Voilà déjà longtemps que je ne t’ai pas écrit, quand je vais bien, dans la forêt, au milieu du silence total avec les oiseaux, le ruisseau et le vent, je me tais moi aussi, et quand je suis désespéré, dans la villa, sur le balcon, dans la forêt détruite par le bruit, je ne peux pas écrire parce que ma lettre est lue aussi par les parents. Ce dernier cas est malheureusement le plus fréquent, mais le premier se produit également, ainsi par exemple les deux derniers après-midi, aujourd’hui ce n’est plus tout à fait cela ; mais je ne m’en étonne pas, il n’y a pas dans le monde autant de silence qu’il m’en faut, d’où il suit qu’on ne devrait pas se permettre d’avoir besoin de tant de silence. Mais qu’on puisse l’avoir ici quelquefois, bien que tout soit déjà comble et qu’à partir du 1er le comble sera probablement encore comblé (les gens logent dans les cabines de bains, dans n’importe quel cagibi, et moi j’ai une belle chambre avec balcon) — de cela je suis extrêmement reconnaissant et c’est l’une des raisons pour lesquelles jusqu’ici je n’ai pas bougé.
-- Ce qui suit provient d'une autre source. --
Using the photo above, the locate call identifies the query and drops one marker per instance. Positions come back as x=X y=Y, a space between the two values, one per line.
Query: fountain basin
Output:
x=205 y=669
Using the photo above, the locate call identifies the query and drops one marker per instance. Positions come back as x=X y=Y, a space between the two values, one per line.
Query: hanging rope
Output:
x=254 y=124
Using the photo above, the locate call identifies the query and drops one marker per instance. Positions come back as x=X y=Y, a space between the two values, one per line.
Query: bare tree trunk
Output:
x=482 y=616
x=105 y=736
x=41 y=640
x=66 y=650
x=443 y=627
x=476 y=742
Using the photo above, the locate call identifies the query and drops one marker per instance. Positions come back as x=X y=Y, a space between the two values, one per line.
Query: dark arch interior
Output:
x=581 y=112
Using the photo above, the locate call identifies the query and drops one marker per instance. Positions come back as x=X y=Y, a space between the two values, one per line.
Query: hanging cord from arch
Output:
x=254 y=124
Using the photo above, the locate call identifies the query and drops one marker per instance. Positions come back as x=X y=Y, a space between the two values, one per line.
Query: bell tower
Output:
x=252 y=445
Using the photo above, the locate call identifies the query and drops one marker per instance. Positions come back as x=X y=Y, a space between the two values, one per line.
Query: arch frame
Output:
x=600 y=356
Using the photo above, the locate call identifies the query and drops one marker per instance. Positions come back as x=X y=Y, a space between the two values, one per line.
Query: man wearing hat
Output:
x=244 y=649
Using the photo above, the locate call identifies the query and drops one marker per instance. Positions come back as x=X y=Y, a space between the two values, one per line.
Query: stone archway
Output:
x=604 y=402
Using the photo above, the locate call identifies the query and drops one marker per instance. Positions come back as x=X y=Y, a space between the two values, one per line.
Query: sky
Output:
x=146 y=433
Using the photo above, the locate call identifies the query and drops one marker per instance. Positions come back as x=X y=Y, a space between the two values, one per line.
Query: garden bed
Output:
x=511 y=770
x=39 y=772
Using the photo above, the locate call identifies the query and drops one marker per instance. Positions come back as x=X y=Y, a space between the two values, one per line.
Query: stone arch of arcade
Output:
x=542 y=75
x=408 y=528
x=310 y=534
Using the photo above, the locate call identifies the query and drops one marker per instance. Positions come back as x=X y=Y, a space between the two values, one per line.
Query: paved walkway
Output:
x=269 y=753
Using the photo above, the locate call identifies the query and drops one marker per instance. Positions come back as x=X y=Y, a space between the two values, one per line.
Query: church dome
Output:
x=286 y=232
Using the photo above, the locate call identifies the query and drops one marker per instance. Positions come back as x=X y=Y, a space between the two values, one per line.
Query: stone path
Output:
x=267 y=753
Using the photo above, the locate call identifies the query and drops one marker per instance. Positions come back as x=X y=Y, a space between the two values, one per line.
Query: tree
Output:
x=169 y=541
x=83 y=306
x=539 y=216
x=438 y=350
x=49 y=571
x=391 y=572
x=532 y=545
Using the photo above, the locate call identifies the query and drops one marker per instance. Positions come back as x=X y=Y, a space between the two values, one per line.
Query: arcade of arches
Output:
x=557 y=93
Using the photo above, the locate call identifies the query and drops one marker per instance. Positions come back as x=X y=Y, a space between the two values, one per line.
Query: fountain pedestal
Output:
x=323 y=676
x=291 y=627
En ce moment par exemple, il est à peu près 7 heures du soir, je suis allongé sur ma chaise longue à l’entrée d’une cabane à trois pans de mur avec 2 couvertures, fourrure et coussin, devant la cabane s’étend une prairie (...) toute jaune, blanche, mauve de fleurs que je connais et d’autres que je ne connais pas, derrière la cabane le ruisseau passe en murmurant.

 

Franz Kafka, Lettres à Otla et à la famille, traduction de l’allemand par Marthe Robert, Gallimard, 1978, p. 132-133.